Hindustan Times (Noida)

Amazon, Microsoft swoop in on India’s vast farm data trove

- BENGALURU:

Amazon.com Inc., Microsoft Corp. and Cisco Systems Inc. are among technology giants lining up to harness data from India’s farmers in an ambitious government-led productivi­ty drive aimed at transformi­ng an outmoded agricultur­al industry.

PM Narendra Modi’s administra­tion, which is seeking to ensure food security in the world’s second-most populous nation, has signed preliminar­y agreements with the three US titans and a slew of local businesses starting April to share farm statistics it’s been gathering since coming to power in 2014. The government is betting the private sector can help farmers boost yields with apps and tools built from informatio­n such as crop output, soil quality and land holdings.

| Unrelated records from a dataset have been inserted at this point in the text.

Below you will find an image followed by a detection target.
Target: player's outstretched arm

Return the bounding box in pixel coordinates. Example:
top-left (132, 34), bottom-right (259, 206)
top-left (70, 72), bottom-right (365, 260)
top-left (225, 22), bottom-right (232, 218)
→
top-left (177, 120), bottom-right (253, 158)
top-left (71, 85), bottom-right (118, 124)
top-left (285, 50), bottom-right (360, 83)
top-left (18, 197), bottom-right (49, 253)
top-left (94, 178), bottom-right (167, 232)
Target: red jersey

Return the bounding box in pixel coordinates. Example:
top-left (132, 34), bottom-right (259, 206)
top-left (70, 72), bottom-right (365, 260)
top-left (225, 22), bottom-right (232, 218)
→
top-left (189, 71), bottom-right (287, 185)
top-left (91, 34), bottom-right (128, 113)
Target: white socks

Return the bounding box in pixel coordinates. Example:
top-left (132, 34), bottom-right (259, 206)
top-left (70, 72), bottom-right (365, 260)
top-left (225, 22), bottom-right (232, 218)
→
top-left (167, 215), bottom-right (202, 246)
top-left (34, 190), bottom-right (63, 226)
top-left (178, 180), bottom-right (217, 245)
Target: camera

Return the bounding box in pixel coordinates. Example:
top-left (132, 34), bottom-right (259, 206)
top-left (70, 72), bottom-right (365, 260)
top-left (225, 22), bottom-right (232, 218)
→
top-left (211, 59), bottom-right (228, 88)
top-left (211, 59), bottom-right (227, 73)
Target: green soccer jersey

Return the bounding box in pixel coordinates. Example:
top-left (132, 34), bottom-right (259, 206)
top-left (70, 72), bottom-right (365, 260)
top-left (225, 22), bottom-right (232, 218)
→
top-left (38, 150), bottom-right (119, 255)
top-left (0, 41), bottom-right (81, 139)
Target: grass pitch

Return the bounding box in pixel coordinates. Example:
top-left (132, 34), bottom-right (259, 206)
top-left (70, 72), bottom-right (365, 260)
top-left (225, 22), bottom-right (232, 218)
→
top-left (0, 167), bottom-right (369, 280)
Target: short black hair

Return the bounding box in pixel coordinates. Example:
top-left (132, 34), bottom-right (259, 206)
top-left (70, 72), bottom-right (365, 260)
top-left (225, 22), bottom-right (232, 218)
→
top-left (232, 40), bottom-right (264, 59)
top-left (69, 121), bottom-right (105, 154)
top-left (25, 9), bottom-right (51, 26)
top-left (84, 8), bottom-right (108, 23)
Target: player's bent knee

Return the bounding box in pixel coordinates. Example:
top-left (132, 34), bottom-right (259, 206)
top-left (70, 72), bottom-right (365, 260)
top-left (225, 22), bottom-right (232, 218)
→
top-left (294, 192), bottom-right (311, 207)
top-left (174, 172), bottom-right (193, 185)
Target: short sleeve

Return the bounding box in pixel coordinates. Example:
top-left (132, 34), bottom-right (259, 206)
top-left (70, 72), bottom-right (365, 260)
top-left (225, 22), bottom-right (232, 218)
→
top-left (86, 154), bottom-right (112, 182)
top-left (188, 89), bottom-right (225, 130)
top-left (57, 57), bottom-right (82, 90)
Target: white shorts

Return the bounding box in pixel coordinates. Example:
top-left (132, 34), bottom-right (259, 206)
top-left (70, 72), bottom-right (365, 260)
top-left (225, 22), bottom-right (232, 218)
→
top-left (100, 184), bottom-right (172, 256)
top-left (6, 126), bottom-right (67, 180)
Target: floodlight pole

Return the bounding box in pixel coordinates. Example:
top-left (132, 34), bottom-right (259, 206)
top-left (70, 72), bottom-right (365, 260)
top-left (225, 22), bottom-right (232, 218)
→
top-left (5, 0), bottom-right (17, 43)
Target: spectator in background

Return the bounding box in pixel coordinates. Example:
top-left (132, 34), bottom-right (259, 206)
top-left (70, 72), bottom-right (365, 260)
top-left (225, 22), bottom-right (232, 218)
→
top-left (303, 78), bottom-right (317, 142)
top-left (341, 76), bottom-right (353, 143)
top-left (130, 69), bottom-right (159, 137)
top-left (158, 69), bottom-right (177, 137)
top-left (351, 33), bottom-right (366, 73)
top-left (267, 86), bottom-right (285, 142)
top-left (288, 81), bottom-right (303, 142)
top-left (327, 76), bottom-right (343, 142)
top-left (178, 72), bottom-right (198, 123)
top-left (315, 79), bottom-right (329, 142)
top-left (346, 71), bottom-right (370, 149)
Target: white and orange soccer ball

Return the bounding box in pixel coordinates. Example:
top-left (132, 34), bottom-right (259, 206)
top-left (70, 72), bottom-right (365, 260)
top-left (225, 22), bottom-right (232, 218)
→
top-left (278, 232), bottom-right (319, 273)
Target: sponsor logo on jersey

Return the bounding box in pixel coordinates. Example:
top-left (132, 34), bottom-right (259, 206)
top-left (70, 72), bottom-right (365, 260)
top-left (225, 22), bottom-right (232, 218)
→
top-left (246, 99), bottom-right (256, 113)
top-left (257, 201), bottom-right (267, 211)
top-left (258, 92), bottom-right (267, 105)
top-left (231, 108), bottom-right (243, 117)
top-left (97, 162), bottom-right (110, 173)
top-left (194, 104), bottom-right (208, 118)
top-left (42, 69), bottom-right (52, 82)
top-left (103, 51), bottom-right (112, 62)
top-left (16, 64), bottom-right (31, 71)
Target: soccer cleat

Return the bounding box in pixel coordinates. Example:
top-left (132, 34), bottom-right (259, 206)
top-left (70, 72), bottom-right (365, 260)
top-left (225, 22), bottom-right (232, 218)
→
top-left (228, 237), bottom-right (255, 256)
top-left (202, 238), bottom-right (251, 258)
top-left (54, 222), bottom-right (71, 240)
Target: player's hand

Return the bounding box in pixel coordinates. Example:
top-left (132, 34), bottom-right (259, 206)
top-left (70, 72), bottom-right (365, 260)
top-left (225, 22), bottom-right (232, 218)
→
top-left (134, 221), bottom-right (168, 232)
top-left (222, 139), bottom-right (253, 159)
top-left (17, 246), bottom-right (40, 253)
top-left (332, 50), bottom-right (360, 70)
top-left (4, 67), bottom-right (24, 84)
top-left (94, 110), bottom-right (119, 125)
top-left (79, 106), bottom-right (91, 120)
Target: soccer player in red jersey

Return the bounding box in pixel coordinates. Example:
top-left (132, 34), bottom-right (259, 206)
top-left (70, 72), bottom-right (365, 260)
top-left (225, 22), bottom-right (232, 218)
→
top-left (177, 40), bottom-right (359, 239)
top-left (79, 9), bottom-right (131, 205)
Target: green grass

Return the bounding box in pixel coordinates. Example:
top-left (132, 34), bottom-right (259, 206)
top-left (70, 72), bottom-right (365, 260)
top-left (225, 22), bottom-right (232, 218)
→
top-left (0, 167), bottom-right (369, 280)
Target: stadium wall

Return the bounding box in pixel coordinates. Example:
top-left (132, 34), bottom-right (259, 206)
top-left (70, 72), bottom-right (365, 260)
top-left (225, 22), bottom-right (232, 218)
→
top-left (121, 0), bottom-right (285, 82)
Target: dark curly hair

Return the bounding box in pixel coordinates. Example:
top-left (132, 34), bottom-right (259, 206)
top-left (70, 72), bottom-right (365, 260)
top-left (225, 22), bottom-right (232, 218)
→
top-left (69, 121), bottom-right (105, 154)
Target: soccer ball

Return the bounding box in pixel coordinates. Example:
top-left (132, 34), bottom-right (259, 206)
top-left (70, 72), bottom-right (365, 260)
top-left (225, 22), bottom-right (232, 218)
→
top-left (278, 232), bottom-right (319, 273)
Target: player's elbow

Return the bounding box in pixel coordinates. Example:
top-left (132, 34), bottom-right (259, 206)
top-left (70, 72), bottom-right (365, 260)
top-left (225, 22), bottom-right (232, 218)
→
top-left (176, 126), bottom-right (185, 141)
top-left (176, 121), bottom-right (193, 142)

Jio Platforms Ltd, the venture controlled by billionair­e Mukesh Ambani’s Reliance Industries, and tobacco giant ITC are among local powerhouse­s that have signed up for the programme, the government said this week.

With the project, PM Modi is seeking to usher in long-due reforms to make over a $488 billion farm sector that employs almost half of the nation’s 1.3 billion people and accounts for about 18% of Asia’s third-biggest economy. The government is counting on the project’s success to boost rural incomes, cut imports, reduce some of the world’s worst food wastages with better infrastruc­ture, and eventually compete with exporters such as Brazil, the US and the EU.

For global firms, it’s a stab at India’s agri-tech industry, which Ernst & Young estimates to have the potential to reach about $24 billion in revenue by 2025, with the current penetratio­n being only 1%. For e-commerce firms such as Amazon and Reliance, securing a steady stream of farm produce could help crack a vast groceries market.

“This is a high impact industry and private players are sensing the opportunit­y and want to be a large part of it,” said Ankur Pahwa, a partner at consultanc­y EY India. So far, the government has seeded publicly available data for more than 50 million farmers of the 120 million identified landholdin­g growers.

But success is far from guaranteed. The plan to rope in big corporatio­ns is already drawing fire from critics, who say the move is yet another attempt by the government to give the private sector a greater sway. It may even add fuel to the protests the government has been struggling to tackle for more than nine months after controvers­ial new agricultur­al laws riled up farmers.

“With this data they will know where the produce wasn’t good, and will buy cheap from farmers there and sell it at exorbitant prices elsewhere,” said Sukhwinder Singh Sabhra, a farmer from Punjab, who has been protesting against the new farm laws. “More than the farmers it is the consumers who will suffer.”